In another of their allegations, they criticise that alternatives regarding the number of anchorage points are not analysed and that the project is not submitted to an environmental impact assessment, since the environmental impact of regulated anchorage will not be the same if 121 or 35 are installed.

Since with 121 points -the ecologists continue- the risk of unwanted discharges increases, the turbidity of the water increases during the anchor installation operations, or the areas of the reserve destined for anchoring are overcrowded, among other impacts.

For this reason, they request that the project be submitted to an environmental impact assessment, so that different alternatives related to the number of anchoring points are analysed (for example, three alternatives with 35, 50 and 121 points), alternatives that they also consider should be evaluated in the study of effects on the Natura 2000 Network, of which Tabarca is a part as ZEPA and LIC.

They also mention the negative landscape impact that the overcrowding of boats entails from the observation points located both on the land side of the island (beach, perimeter path of the Campo, walls of the historic centre) and in the marine environment of the two anchoring areas (from boats in passage).
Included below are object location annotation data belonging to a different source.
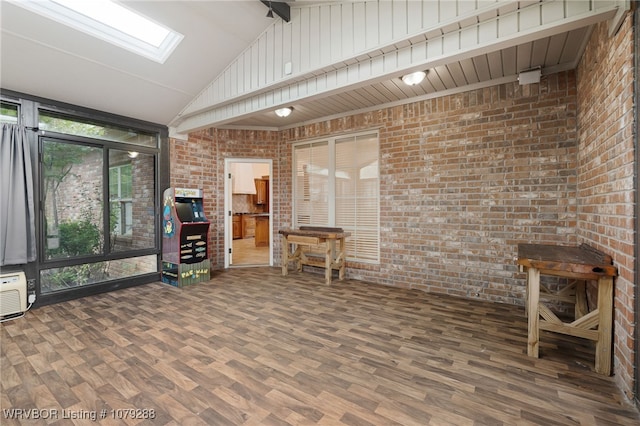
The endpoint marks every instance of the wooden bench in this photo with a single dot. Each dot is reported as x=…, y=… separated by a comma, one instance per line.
x=333, y=240
x=582, y=263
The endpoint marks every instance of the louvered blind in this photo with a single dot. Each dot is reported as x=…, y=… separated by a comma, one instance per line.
x=336, y=183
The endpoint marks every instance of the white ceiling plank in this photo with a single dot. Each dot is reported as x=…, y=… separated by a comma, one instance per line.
x=469, y=70
x=509, y=61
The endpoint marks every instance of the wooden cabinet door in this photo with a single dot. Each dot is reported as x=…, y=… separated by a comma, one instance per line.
x=262, y=231
x=248, y=226
x=262, y=195
x=237, y=227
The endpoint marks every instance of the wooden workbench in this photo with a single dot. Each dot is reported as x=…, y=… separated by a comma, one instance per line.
x=333, y=240
x=581, y=263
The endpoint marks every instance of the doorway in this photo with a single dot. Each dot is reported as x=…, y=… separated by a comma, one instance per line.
x=248, y=201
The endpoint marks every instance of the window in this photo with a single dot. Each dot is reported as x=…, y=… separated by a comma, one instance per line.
x=99, y=202
x=120, y=197
x=336, y=183
x=111, y=22
x=8, y=113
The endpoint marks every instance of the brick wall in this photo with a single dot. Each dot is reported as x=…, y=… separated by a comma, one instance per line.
x=606, y=171
x=464, y=179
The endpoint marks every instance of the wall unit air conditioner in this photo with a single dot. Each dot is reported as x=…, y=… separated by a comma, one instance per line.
x=13, y=293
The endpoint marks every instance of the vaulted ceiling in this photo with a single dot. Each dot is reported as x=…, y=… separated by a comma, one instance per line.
x=235, y=65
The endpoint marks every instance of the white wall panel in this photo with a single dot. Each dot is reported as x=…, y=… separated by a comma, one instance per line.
x=326, y=36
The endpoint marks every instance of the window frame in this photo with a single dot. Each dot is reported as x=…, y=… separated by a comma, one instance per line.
x=331, y=142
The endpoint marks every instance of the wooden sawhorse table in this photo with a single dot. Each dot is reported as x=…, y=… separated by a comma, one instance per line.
x=581, y=263
x=334, y=256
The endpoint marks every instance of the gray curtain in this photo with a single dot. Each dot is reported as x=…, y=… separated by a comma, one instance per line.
x=17, y=216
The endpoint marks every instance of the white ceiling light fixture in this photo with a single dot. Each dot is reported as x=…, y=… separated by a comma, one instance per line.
x=284, y=112
x=111, y=22
x=414, y=78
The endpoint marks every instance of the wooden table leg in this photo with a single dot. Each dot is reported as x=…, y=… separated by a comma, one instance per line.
x=285, y=255
x=605, y=325
x=327, y=262
x=533, y=299
x=581, y=308
x=340, y=257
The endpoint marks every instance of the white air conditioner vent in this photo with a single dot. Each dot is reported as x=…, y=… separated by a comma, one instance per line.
x=13, y=293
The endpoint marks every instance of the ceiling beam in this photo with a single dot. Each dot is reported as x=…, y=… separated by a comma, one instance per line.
x=280, y=8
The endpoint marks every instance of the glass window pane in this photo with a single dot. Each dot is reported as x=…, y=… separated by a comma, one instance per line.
x=132, y=200
x=82, y=127
x=72, y=193
x=68, y=277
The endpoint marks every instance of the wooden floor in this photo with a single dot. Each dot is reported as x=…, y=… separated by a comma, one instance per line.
x=254, y=348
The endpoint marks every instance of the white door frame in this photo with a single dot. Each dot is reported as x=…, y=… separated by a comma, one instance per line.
x=228, y=206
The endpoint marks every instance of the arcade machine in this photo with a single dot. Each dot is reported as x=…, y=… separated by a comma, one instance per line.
x=185, y=235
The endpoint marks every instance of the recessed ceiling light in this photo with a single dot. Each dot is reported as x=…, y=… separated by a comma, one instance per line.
x=284, y=112
x=414, y=78
x=111, y=22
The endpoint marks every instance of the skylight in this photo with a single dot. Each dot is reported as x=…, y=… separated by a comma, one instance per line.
x=111, y=22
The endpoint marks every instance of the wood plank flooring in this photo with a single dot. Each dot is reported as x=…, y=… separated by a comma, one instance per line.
x=251, y=347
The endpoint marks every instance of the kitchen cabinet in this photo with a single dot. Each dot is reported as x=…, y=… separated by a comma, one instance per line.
x=262, y=231
x=262, y=193
x=237, y=226
x=248, y=226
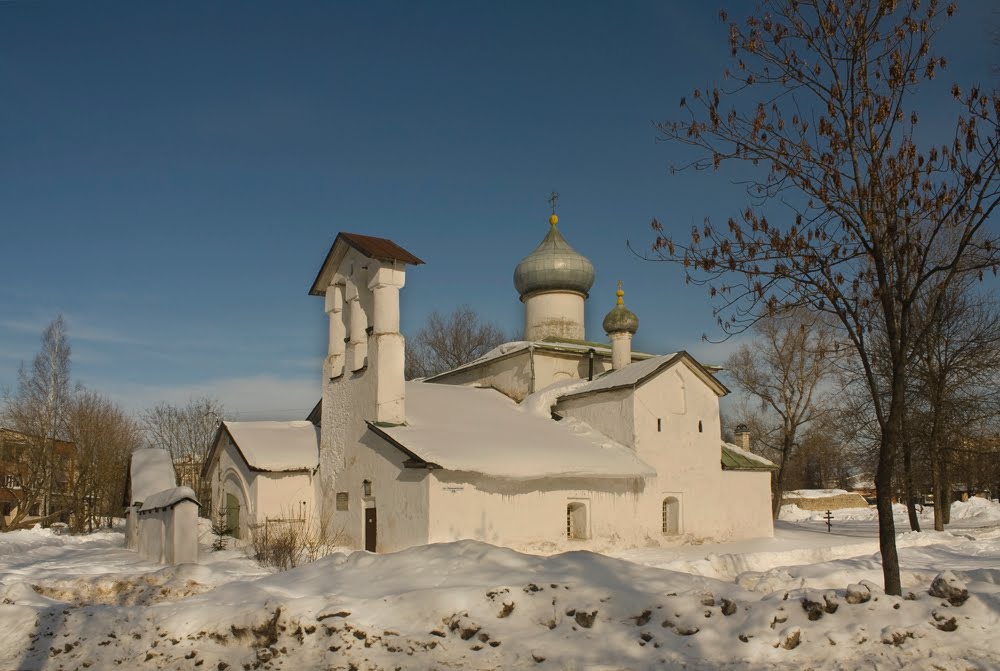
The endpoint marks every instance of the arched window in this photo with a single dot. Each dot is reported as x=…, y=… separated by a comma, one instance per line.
x=671, y=516
x=576, y=520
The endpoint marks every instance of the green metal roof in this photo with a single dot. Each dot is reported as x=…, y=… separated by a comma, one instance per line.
x=737, y=460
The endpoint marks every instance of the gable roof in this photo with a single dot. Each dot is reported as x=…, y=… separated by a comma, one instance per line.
x=547, y=344
x=270, y=446
x=737, y=459
x=637, y=374
x=168, y=498
x=381, y=249
x=482, y=431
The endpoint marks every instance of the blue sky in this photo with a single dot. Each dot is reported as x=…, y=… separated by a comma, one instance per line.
x=172, y=174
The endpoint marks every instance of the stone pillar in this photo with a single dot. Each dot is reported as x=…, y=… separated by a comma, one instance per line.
x=621, y=349
x=337, y=348
x=743, y=437
x=388, y=355
x=357, y=322
x=182, y=533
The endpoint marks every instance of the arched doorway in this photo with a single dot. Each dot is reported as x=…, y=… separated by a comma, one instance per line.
x=576, y=520
x=671, y=516
x=233, y=515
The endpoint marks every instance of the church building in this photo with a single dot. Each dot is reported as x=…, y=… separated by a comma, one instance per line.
x=549, y=443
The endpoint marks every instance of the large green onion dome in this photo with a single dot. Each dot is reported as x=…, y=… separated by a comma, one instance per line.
x=554, y=266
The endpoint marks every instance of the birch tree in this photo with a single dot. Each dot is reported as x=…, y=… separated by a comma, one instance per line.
x=784, y=368
x=38, y=411
x=449, y=341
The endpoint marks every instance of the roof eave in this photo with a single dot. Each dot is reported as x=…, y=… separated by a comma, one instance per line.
x=344, y=241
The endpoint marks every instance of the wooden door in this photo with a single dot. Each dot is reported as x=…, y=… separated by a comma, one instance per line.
x=370, y=529
x=233, y=515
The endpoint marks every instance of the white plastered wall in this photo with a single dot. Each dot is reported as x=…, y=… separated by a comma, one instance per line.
x=262, y=495
x=609, y=413
x=747, y=496
x=282, y=496
x=556, y=313
x=555, y=366
x=531, y=515
x=230, y=475
x=364, y=391
x=672, y=421
x=398, y=494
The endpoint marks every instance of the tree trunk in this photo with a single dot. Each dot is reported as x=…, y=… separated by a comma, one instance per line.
x=883, y=497
x=779, y=479
x=946, y=486
x=911, y=506
x=938, y=489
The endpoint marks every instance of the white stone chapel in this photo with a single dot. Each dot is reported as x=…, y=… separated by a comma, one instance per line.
x=553, y=442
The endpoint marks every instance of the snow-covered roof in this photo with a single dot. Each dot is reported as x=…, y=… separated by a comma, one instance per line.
x=168, y=497
x=151, y=471
x=549, y=344
x=483, y=431
x=636, y=373
x=735, y=458
x=276, y=446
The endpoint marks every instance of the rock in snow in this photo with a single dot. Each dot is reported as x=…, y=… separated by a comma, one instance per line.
x=947, y=586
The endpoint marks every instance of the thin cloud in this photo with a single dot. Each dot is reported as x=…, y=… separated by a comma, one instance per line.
x=253, y=397
x=77, y=329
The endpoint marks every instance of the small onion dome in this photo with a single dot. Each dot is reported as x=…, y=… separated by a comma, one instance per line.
x=621, y=319
x=554, y=266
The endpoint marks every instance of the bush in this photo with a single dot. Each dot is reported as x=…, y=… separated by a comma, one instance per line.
x=284, y=544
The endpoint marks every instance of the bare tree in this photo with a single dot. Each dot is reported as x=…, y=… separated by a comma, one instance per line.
x=820, y=96
x=955, y=391
x=37, y=413
x=783, y=368
x=449, y=341
x=103, y=437
x=186, y=432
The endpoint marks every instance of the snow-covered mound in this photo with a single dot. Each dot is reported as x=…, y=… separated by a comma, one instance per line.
x=974, y=512
x=471, y=605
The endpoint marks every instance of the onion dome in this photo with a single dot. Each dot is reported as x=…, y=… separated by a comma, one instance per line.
x=621, y=319
x=554, y=266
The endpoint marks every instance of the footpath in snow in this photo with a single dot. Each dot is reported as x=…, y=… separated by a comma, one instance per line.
x=805, y=599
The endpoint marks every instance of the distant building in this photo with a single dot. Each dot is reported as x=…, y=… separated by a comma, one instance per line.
x=24, y=482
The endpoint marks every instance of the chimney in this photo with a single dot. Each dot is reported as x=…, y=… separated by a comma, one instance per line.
x=743, y=436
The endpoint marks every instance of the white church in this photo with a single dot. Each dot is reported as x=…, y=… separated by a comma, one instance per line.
x=544, y=444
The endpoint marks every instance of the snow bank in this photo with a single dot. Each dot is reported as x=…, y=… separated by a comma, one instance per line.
x=150, y=470
x=168, y=497
x=474, y=606
x=976, y=510
x=813, y=493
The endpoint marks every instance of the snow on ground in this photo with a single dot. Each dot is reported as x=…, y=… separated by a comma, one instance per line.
x=804, y=599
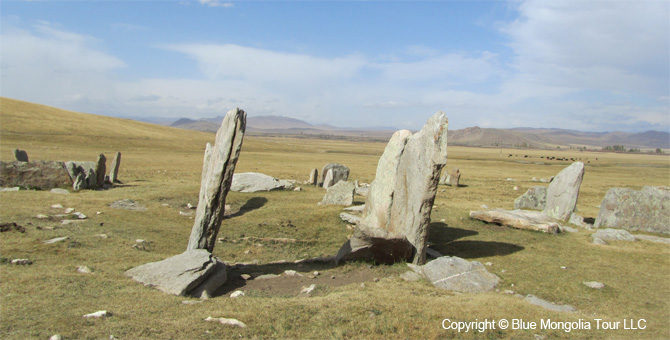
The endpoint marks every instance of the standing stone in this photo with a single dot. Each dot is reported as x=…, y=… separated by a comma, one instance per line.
x=21, y=155
x=79, y=182
x=100, y=170
x=563, y=192
x=328, y=181
x=114, y=170
x=342, y=193
x=454, y=177
x=395, y=222
x=313, y=177
x=535, y=198
x=340, y=172
x=217, y=174
x=645, y=210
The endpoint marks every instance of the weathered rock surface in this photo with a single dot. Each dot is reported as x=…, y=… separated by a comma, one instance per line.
x=563, y=192
x=340, y=172
x=520, y=219
x=610, y=234
x=400, y=200
x=100, y=170
x=644, y=210
x=255, y=182
x=548, y=305
x=217, y=174
x=182, y=274
x=456, y=274
x=535, y=199
x=43, y=175
x=454, y=178
x=20, y=155
x=313, y=177
x=114, y=170
x=342, y=193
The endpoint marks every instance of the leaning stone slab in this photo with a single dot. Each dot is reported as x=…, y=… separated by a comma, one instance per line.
x=114, y=170
x=401, y=197
x=180, y=274
x=42, y=175
x=645, y=210
x=342, y=193
x=459, y=275
x=535, y=199
x=255, y=182
x=20, y=155
x=340, y=172
x=217, y=175
x=519, y=219
x=548, y=305
x=563, y=192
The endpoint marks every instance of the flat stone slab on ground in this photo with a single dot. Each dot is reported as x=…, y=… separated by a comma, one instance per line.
x=520, y=219
x=180, y=274
x=255, y=182
x=456, y=274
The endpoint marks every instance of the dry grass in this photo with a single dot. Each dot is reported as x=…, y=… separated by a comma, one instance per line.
x=161, y=170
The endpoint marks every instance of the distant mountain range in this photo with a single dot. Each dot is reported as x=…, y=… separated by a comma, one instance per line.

Thus, they ask that a landscape integration study be drawn up and exposed to the public.

Finally, AHSA denounces a certain lack of rigor in the project when dealing with the island’s birds, one of whose main species, the European Storm-petrel, is even said to be a bird of passage when it is well known that it is a nesting species in Tabarca and its islets.

They demand that their status as a bird of passage be rectified and they encourage the drafters of the project to consult the book The Birds of the Island of Tabarca”, edited by AHSA in 2006.